È davvero un peccato che forze politiche che si professano “progressiste” non abbiano piuttosto colto l’occasione per affrontare il tema della strana commistione, che persiste nel nostro Paese, tra il comparto Difesa e il comparto Sicurezza. In uno Stato democratico, l’esercito e la polizia dovrebbero restare ben distinti. Né sembra accettabile che regole identiche possano valere sia per il fante che per il poliziotto, che fanno naturalmente due lavori molto diversi. I soldati si occupano di difesa militare, mentre i poliziotti sono chiamati a contrastare l’illegalità e a mantenere l’ordine e la sicurezza pubblica. In un regime democratico, dovrebbe funzionare così.

Eppure, per esempio, da noi continua a essere finanziata dal lontano 2008 la famosa operazione “Strade sicure”, tanto che ormai ci siamo abituati ad avere i soldati per strada. Secondo taluni, questo giova alla “sicurezza percepita”. Al contrario io mi sento più sicuro quando so di essere protetto da forze di polizia ben addestrate e ben equipaggiate. L’Esercito nelle piazze mi ricorda invece la Sicilia dopo le stragi mafiose o la Hong Kong di oggi: l’analogia non è affatto rassicurante.

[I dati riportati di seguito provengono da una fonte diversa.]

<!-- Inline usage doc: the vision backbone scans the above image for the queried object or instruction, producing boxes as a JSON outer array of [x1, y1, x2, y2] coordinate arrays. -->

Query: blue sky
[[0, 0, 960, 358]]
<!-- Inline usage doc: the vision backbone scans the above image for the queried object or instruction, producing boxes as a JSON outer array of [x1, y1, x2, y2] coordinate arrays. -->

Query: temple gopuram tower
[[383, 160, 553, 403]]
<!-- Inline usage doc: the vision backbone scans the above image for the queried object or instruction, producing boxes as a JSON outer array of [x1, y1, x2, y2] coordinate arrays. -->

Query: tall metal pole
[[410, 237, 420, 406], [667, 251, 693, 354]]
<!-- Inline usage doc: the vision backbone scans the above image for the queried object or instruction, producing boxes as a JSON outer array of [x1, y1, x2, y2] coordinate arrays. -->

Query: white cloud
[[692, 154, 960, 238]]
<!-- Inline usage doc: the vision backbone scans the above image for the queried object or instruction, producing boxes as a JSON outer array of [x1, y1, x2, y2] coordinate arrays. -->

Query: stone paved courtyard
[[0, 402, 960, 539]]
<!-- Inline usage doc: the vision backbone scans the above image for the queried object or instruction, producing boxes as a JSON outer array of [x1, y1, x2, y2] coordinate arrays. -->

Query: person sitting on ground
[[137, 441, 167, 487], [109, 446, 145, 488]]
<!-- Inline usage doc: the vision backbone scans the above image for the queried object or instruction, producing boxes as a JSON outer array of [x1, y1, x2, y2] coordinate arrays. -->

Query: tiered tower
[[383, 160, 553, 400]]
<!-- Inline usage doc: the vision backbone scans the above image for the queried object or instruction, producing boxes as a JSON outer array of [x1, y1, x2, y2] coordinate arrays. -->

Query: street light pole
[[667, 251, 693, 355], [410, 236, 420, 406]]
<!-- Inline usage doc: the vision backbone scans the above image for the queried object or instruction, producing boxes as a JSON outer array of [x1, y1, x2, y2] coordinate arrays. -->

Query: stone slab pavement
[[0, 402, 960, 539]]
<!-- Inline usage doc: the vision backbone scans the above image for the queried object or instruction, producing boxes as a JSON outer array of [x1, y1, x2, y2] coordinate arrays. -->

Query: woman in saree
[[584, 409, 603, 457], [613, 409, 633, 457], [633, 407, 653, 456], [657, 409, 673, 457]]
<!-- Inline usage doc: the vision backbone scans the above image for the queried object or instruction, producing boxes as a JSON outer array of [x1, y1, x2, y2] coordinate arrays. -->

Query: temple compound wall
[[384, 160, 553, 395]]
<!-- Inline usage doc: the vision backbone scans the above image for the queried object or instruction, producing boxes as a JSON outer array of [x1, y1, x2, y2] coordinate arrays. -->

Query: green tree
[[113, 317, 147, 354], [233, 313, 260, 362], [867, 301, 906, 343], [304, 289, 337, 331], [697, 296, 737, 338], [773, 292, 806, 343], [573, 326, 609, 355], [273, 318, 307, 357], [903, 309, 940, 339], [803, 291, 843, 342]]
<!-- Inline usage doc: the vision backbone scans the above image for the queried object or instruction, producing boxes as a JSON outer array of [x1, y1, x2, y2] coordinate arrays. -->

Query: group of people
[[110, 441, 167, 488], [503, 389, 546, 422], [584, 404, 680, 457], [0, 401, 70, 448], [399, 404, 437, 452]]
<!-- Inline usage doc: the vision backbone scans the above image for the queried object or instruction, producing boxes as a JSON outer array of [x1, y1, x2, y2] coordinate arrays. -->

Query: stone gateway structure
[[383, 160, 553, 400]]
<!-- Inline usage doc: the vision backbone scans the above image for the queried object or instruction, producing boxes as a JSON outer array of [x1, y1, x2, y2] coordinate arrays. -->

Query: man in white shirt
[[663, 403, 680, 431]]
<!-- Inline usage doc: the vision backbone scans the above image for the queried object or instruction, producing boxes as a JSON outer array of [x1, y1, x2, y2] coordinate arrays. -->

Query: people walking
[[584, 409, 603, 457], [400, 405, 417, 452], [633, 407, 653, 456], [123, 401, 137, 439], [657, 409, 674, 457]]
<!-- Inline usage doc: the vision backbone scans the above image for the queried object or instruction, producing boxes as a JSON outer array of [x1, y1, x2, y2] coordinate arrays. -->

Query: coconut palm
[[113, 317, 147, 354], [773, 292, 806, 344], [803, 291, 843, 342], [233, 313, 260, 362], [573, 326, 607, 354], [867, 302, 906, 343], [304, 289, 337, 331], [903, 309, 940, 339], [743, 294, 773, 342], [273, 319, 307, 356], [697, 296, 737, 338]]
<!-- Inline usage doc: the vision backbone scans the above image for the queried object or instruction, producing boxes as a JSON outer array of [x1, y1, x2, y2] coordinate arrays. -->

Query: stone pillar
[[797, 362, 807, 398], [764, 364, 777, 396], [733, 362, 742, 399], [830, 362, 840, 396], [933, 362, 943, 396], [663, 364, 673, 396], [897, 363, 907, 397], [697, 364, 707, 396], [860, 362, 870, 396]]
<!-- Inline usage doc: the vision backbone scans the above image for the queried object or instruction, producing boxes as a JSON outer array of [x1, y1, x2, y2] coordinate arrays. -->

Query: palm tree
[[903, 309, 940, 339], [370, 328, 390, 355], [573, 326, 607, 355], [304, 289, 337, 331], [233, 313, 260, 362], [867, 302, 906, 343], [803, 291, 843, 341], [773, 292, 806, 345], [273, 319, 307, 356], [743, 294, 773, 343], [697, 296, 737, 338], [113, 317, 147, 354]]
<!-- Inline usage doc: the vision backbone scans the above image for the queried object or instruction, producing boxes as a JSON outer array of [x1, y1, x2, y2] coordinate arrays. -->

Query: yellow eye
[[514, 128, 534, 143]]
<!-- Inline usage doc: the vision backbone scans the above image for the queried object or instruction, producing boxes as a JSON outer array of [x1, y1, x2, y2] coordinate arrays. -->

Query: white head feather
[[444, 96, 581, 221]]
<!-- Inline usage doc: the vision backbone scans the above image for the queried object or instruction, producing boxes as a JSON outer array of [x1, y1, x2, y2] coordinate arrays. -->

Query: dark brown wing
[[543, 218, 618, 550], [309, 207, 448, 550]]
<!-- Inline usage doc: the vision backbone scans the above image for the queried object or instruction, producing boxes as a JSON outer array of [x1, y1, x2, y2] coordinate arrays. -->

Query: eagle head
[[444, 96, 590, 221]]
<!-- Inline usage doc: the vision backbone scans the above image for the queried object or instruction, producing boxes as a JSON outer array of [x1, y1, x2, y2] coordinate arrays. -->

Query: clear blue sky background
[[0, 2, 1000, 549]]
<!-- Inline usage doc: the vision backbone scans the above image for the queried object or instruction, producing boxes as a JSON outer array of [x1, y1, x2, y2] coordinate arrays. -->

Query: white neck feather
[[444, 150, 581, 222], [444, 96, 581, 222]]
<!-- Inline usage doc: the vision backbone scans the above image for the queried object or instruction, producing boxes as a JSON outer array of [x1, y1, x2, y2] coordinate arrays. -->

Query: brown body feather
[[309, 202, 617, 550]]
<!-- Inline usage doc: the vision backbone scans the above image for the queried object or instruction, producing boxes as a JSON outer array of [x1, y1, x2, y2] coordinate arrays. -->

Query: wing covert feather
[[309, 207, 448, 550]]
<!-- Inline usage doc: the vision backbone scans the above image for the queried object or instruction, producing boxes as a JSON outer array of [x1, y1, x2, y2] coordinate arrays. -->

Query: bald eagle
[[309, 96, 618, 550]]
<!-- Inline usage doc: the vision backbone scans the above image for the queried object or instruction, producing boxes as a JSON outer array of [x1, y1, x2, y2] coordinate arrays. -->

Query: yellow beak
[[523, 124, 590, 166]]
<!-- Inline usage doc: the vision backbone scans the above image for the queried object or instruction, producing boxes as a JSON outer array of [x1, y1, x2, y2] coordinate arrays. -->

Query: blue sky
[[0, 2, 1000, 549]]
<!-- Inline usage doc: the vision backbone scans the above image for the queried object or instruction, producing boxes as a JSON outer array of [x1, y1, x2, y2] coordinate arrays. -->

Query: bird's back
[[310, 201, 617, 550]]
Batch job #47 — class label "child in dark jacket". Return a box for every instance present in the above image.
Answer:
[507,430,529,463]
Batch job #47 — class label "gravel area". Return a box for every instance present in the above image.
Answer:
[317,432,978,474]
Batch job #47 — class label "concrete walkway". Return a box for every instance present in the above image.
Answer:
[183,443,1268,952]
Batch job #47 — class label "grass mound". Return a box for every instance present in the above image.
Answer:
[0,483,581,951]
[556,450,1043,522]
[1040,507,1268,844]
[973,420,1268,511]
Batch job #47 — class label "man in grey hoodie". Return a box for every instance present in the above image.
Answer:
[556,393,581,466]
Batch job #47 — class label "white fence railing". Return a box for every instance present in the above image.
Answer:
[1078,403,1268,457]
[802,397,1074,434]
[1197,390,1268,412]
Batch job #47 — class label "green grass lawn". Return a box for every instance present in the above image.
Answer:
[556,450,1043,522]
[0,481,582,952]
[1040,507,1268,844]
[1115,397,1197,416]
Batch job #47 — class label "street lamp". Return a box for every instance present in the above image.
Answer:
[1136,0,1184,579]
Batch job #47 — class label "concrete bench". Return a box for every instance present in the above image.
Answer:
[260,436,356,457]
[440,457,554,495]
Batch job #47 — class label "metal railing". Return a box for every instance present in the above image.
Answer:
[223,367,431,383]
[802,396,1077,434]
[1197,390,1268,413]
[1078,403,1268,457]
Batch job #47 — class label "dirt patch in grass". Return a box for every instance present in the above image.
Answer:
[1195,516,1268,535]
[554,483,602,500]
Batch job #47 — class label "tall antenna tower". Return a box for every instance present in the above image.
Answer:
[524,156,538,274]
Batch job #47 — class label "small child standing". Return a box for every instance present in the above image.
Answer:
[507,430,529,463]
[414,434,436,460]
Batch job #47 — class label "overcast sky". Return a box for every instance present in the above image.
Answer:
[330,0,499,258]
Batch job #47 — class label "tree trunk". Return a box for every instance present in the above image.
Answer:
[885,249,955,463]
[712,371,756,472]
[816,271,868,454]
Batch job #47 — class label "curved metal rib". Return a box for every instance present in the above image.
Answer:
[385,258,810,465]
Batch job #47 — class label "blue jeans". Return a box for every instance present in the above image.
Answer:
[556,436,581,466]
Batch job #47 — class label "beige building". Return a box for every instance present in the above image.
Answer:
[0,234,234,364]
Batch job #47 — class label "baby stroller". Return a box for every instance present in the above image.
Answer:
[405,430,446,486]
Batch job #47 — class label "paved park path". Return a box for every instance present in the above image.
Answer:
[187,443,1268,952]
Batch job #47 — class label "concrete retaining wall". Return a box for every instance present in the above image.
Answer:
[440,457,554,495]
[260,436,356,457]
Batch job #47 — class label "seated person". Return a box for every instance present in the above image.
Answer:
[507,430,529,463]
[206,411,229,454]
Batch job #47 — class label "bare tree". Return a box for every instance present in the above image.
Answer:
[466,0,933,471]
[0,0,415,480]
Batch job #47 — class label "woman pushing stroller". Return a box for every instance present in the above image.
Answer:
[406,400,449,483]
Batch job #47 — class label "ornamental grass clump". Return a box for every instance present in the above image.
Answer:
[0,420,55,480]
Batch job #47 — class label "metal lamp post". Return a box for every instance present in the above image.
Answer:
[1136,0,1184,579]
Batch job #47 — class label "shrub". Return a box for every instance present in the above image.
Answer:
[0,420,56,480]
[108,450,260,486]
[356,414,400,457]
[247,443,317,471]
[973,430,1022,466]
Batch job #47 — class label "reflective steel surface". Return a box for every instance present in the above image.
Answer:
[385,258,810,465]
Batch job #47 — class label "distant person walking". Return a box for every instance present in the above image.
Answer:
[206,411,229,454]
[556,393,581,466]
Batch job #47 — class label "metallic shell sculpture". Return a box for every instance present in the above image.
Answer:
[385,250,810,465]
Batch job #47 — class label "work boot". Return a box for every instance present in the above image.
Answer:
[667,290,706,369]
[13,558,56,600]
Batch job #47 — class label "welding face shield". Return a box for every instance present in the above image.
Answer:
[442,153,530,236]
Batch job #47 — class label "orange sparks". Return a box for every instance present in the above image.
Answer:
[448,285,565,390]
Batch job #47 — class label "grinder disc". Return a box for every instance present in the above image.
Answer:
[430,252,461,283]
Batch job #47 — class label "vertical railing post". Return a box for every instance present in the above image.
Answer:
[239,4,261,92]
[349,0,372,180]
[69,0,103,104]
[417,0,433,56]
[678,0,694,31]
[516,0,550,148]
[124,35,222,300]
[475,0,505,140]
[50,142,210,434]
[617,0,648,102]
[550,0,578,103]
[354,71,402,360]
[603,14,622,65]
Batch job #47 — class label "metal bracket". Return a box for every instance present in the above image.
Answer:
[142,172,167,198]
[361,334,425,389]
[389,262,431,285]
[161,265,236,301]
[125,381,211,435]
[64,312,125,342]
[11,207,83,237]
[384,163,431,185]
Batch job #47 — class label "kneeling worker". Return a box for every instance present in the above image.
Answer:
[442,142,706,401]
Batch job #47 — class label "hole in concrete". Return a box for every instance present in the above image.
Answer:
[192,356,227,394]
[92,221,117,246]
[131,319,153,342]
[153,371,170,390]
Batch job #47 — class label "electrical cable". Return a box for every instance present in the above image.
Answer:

Altro terreno di confronto dovrebbe essere la prassi consolidata di favorire l’ingresso nelle forze dell’ordine, tramite appositi concorsi, di ex militari provenienti dall’Esercito. Michele Di Giorgio, nel saggio “Per una polizia nuova” (Viella, 2019), riporta la preoccupazione di alcuni esponenti del movimento per la riforma della Pubblica Sicurezza – quelli che negli anni Settanta lottarono per «un corpo di polizia civile più vicino al cittadino” – che interpretano il “travaso” come una “militarizzazione camuffata”. “Oggi siamo tornati molto indietro – dice l’ex poliziotto Paolo Miggiano – se per entrare in Polizia devi prima passare dall’Afghanistan, dall’Iraq, dai conflitti”. Anche il procuratore generale militare Marco De Paolis ha espresso un pensiero simile a proposito dei fatti della Caserma Levante di Piacenza: “Non dimentichiamo che molti carabinieri – dice in un’intervista rilasciata al Corriere della Sera – provengono dalle forze armate. Questo non sempre è positivo perché spesso non ricevono la tradizionale formazione delle forze di polizia”.

Ebbene, se è chiaro che la formazione dell’agente di polizia (o del carabiniere) deve essere molto differente da quella dell’artigliere, sarà perlomeno necessario verificare che l’addestramento successivo sia pienamente adeguato (per le attività svolte e la durata dei corsi) e cioè idoneo a trasformare il soldato in poliziotto.